Premier League soccer side West Ham United have agreed to sell their Boleyn Ground Football Stadium to property developer Galliard Group after they have completed their move to London’s Olympic Stadium.
The announcement comes almost a year after West Ham were granted a 99-year lease to relocate to the centrepiece of the 2012 Olympic and Paralympic Games in 2016.
The club opted to sell to the London-based group as opposed to other national and international competitors after being impressed by its commitment to honouring the club’s history when redeveloping the area. No financial details were revealed but reports in the British press suggest that the Hammers will receive less than the historic stadium’s UK£71.2 million book value.
Galliard Group’s proposal will see blocks of apartments, retail space and leisure facilities with underground parking erected on the east London site.

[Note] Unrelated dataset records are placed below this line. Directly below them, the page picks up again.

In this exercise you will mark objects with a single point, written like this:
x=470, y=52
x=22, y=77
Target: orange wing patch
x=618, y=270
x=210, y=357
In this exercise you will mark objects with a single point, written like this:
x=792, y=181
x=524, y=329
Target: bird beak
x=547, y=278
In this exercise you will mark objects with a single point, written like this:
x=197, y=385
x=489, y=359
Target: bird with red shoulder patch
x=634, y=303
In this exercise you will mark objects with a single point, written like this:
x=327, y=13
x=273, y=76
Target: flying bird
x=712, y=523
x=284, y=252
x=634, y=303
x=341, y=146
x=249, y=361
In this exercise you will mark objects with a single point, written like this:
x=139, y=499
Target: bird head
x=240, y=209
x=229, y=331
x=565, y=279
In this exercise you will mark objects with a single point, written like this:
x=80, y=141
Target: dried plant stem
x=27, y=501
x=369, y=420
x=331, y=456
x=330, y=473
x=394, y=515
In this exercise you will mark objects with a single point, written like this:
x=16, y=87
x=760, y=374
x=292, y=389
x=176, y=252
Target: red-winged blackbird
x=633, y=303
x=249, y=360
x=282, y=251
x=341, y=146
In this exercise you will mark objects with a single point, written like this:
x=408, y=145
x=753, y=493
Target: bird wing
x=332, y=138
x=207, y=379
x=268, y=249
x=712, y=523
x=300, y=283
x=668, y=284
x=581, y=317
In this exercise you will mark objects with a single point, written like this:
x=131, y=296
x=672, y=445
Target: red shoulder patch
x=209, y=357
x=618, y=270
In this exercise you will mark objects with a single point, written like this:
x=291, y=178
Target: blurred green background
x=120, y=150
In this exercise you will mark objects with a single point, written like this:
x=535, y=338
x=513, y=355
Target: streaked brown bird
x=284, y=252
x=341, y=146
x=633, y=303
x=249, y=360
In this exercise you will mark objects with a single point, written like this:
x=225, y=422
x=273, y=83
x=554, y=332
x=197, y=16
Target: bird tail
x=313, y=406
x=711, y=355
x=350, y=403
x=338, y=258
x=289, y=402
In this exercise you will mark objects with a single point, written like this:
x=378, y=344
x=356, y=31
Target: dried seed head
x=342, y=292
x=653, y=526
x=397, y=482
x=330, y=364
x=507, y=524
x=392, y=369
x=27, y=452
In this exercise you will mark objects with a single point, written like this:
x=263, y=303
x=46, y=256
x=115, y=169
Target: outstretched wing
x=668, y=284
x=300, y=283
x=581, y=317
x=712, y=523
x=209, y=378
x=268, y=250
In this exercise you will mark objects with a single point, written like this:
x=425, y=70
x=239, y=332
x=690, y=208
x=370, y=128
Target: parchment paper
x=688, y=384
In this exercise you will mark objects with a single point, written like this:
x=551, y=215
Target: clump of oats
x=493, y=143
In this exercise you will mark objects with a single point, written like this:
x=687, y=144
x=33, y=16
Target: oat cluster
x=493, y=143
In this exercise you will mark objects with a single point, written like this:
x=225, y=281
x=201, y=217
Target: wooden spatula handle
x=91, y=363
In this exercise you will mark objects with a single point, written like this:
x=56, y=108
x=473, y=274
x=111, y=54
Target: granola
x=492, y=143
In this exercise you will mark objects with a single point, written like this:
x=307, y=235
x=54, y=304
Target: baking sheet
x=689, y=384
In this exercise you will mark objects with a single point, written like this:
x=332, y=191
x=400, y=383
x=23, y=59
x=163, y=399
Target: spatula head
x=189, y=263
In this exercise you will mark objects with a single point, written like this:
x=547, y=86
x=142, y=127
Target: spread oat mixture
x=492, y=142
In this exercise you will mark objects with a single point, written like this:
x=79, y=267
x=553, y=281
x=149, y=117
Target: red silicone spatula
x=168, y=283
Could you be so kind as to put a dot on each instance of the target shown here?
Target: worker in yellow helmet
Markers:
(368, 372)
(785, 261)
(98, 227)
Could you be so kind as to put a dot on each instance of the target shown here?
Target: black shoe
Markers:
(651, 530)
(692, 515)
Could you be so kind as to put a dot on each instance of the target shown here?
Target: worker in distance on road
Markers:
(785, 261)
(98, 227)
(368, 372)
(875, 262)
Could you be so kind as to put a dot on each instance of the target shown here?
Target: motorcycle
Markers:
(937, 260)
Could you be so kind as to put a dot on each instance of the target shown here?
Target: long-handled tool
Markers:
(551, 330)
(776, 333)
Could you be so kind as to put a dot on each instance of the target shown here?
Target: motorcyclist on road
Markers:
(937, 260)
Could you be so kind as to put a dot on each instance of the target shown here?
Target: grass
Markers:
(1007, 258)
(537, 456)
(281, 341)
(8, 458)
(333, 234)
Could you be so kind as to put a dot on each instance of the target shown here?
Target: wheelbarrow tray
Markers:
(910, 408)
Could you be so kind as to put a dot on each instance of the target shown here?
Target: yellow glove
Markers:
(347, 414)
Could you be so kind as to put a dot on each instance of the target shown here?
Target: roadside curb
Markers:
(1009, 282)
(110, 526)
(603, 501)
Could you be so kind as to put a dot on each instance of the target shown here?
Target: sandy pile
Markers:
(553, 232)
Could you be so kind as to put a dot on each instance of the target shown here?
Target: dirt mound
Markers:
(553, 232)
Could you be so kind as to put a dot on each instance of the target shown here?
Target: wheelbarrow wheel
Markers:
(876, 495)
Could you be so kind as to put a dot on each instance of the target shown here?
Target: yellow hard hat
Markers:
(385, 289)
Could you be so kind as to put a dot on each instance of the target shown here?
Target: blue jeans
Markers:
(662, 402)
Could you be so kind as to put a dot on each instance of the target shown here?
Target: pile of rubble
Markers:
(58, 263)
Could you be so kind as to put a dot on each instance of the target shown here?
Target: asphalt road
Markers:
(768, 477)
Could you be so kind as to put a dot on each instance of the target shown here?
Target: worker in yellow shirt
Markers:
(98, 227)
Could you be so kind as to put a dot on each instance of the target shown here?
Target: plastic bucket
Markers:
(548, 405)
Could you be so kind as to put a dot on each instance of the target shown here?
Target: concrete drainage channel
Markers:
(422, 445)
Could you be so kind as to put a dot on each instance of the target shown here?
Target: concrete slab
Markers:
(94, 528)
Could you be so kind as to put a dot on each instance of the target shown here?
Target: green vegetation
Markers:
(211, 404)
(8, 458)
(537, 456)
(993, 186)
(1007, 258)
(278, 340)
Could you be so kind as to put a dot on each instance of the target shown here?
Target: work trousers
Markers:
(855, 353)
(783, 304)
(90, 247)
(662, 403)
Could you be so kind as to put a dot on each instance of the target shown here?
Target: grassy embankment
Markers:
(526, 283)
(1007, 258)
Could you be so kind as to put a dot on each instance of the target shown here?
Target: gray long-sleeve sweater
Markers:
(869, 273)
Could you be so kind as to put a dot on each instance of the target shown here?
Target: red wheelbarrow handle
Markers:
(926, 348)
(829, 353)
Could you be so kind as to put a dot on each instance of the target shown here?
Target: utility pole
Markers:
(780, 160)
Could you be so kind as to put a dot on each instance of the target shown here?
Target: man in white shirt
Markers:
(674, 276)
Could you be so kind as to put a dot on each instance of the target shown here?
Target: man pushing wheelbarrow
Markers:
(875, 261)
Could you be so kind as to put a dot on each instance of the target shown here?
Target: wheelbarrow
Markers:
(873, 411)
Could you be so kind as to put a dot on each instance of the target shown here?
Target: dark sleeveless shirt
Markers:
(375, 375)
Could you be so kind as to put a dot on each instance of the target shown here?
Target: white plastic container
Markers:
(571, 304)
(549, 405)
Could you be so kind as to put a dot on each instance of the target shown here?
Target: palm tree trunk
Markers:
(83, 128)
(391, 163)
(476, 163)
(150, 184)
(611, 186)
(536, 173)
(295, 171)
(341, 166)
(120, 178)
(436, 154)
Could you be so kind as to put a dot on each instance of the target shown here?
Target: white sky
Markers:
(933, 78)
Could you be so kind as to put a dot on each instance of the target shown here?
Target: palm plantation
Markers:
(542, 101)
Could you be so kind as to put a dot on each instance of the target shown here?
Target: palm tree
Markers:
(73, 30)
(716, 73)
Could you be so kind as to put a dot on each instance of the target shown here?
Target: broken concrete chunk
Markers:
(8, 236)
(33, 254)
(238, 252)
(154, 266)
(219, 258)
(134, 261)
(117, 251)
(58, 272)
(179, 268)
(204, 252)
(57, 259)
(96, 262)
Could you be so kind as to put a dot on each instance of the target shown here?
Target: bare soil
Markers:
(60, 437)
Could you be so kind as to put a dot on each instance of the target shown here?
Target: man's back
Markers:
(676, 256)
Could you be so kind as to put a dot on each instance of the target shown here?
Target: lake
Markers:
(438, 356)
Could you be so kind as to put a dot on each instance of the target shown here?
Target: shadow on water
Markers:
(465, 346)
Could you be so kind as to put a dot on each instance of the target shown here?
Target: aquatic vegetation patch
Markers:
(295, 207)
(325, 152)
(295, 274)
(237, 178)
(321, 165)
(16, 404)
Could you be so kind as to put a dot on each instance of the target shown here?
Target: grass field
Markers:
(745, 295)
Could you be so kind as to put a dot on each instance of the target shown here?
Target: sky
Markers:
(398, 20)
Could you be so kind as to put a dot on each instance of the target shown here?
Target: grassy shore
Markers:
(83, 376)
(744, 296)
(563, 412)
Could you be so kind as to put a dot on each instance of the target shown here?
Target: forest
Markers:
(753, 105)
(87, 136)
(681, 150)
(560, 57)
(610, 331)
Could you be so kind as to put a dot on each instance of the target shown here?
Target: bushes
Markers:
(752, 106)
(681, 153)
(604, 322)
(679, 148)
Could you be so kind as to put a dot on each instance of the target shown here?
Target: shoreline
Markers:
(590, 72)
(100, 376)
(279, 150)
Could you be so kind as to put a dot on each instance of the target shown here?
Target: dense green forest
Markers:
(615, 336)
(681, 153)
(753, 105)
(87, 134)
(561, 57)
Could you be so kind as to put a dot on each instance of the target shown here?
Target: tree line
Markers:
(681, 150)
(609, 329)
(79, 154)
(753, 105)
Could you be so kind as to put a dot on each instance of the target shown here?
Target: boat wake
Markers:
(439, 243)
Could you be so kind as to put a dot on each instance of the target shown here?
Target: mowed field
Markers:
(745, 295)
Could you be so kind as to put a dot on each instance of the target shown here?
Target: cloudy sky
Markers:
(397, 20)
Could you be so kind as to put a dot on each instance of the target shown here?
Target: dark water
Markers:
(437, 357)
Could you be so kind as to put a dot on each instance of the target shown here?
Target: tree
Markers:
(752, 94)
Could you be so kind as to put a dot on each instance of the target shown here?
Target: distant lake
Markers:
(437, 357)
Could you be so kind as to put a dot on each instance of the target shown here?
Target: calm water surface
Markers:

The company has entered into discussions with the family of Hammers legend Bobby Moore with a view to creating a Bobby Moore Memorial Garden. It has also commissioned celebrated British ‘royal’ sculptress Frances Siegelman to create a statue of the former England defender along with other pieces that celebrate the club’s 110-year history at the site.
The West Ham memorial garden, currently located at the stadium’s front entrance, will be retained.
Galliard Group also intends to invite the club’s fans to participate in a poll to name each of the new buildings after former players or famous events in West Ham’s history.
The club’s vice-chairman Karren Brady commented: “We opted to reach an agreement with Galliard because they are a local London developer and employer with origins in east London. We know they are committed to working closely with the local community and Newham Council on proposals to transform the site into a residential and retail village, which will benefit the local community and east London’s regional economy.
“In addition, and most importantly for us, we can see that Galliard are passionate about working with West Ham United to engage their supporters to help deliver a fitting legacy that will honour the tradition of the famous ground.”
Stephen Conway, the chairman and chief executive of Galliard Group, added: “Working closely with West Ham and Newham Council, Galliard now plan to undertake extensive consultation with local residents and businesses and the West Ham United supporter advisory board in order to create a future for the site, which is respectful of the cultural and economic diversity of the local area.”
It is estimated that the redevelopment project will be completed by late 2018, some two and a half years after the club moves out.